Friday, November 3, 2017

Further Military Escalation Remains Likely in Iraqi Kurdistan

Jennifer Cafarella and Omer Kassim

America’s Ambassador to Iraq is attempting to restart negotiations between Iraq’s Kurds and the Iraqi Government. The U.S. is hoping the resignation of Kurdistan Regional Government (KRG) leader Masoud Barzani on November 1, 2017 will incentivize the Iraqi Government to accept a compromise with Iraq’s Kurds. Masoud Barzani was the driving force behind the Kurdish independence referendum on September 25th, which provoked the ongoing retaliation by the Iraqi Government and Iran. The US state department is attempting to unite Iraq’s Kurds behind the region’s Prime Minister Nechirvan Barzani and his deputy Qubad Talabani in order to resolve the dispute with Baghdad ahead of the 2018 elections. U.S ambassador to Iraq Douglas Silliman met with them in Arbil on November 2nd. He relayed the US position that the long term stability of Iraqi Kurdistan depends on a unified and federal Iraq, and that the two sides must find a “peaceful resolution of disputes under the Iraqi constitution.”

Iraq’s Kurds have thus farrefused to negotiate on Baghdad’s terms. Iraq’s Prime Minister Haider al Abadi demanded the handover of the Fishkhabur and Ibrahim Khalil border crossings on October 26th. The Kurds instead continue to appeal for a ceasefire and return to political negotiations. Barzani’s resignation does not appear to have seriously changed Kurdish calculus.The KRG reiterated its appeal for “constructive and genuine negotiations to reach a comprehensive agreement” on November 1st after the Iraqi Government rejected a Kurdish proposal for the U.S. – led anti-ISIS coalition to deploy observers to the Fishkhabur area in order to enforce joint Iraqi Government-Peshmerga control. The KRG also called for joint control over disputed territories until their final status is determined through a three step process outlined in article 140 of the Iraqi constitution.[1]

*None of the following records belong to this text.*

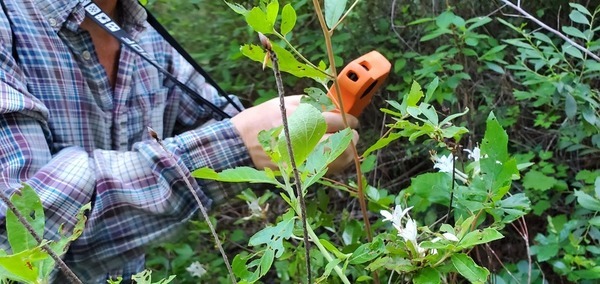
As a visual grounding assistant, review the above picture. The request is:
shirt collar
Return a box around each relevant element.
[35,0,147,34]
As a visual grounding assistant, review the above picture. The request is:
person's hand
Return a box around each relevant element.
[231,95,359,174]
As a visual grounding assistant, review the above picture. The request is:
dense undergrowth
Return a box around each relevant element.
[139,0,600,283]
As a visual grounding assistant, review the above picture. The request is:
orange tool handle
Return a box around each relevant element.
[327,50,391,117]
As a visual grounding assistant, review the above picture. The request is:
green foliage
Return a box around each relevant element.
[0,184,90,283]
[146,0,600,283]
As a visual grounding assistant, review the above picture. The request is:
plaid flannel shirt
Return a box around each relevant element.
[0,0,251,282]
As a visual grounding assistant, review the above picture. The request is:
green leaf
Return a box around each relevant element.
[439,107,469,126]
[192,167,280,185]
[320,239,349,260]
[266,0,279,26]
[130,270,176,284]
[240,44,327,79]
[362,132,402,157]
[480,112,508,162]
[565,93,577,119]
[562,26,587,40]
[458,228,504,248]
[348,239,384,264]
[6,184,45,254]
[436,11,456,29]
[413,267,441,284]
[39,202,91,277]
[280,4,296,36]
[562,44,584,59]
[246,7,274,34]
[407,81,424,107]
[569,3,592,16]
[0,245,48,283]
[522,170,558,191]
[324,0,347,29]
[225,1,249,15]
[278,103,327,166]
[424,77,439,103]
[574,190,600,211]
[569,10,590,25]
[409,173,452,209]
[249,215,295,257]
[451,253,489,283]
[466,16,492,31]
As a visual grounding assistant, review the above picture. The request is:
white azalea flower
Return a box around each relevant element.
[186,261,207,278]
[380,205,413,231]
[442,232,459,242]
[400,218,418,244]
[432,153,469,183]
[433,154,455,173]
[464,147,482,162]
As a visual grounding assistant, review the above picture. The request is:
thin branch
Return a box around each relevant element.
[311,0,373,243]
[0,190,83,284]
[500,0,600,62]
[259,35,312,283]
[330,0,360,33]
[148,128,237,284]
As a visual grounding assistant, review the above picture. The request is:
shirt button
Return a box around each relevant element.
[48,18,57,27]
[82,51,92,60]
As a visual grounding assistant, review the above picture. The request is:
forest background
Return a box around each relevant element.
[142,0,600,283]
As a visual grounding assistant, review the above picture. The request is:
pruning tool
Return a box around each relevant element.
[327,50,391,117]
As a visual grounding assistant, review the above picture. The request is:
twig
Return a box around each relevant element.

Iraq and Iran’s proxies are poised to take new military action against Iraqi Kurdistan if the US diplomatic effort fails,as ISW initially warned on October 30th. The combined force positioned near the Fishkhabur crossing include elements of the 15th Iraqi Army division, the Emergency Response Division (ERD) and a considerable deployment of Iranian proxies including forces from three brigades of the Badr Organization as well as units from Asai’b Ahl al Haq, Katai’b Sayyid al Shuhada, and Harakat al-Nujaba. Iranian proxy leaders are coordinating with Iraqi Security Forces (ISF) commanders and may even direct the military operation. 

[1] Article 140 calls for 1) rectifying the demographic changes that took place in disputed territories; 2) conducting a census; 3) holding referendum on whether to integrate these territories into Iraqi Kurdistan.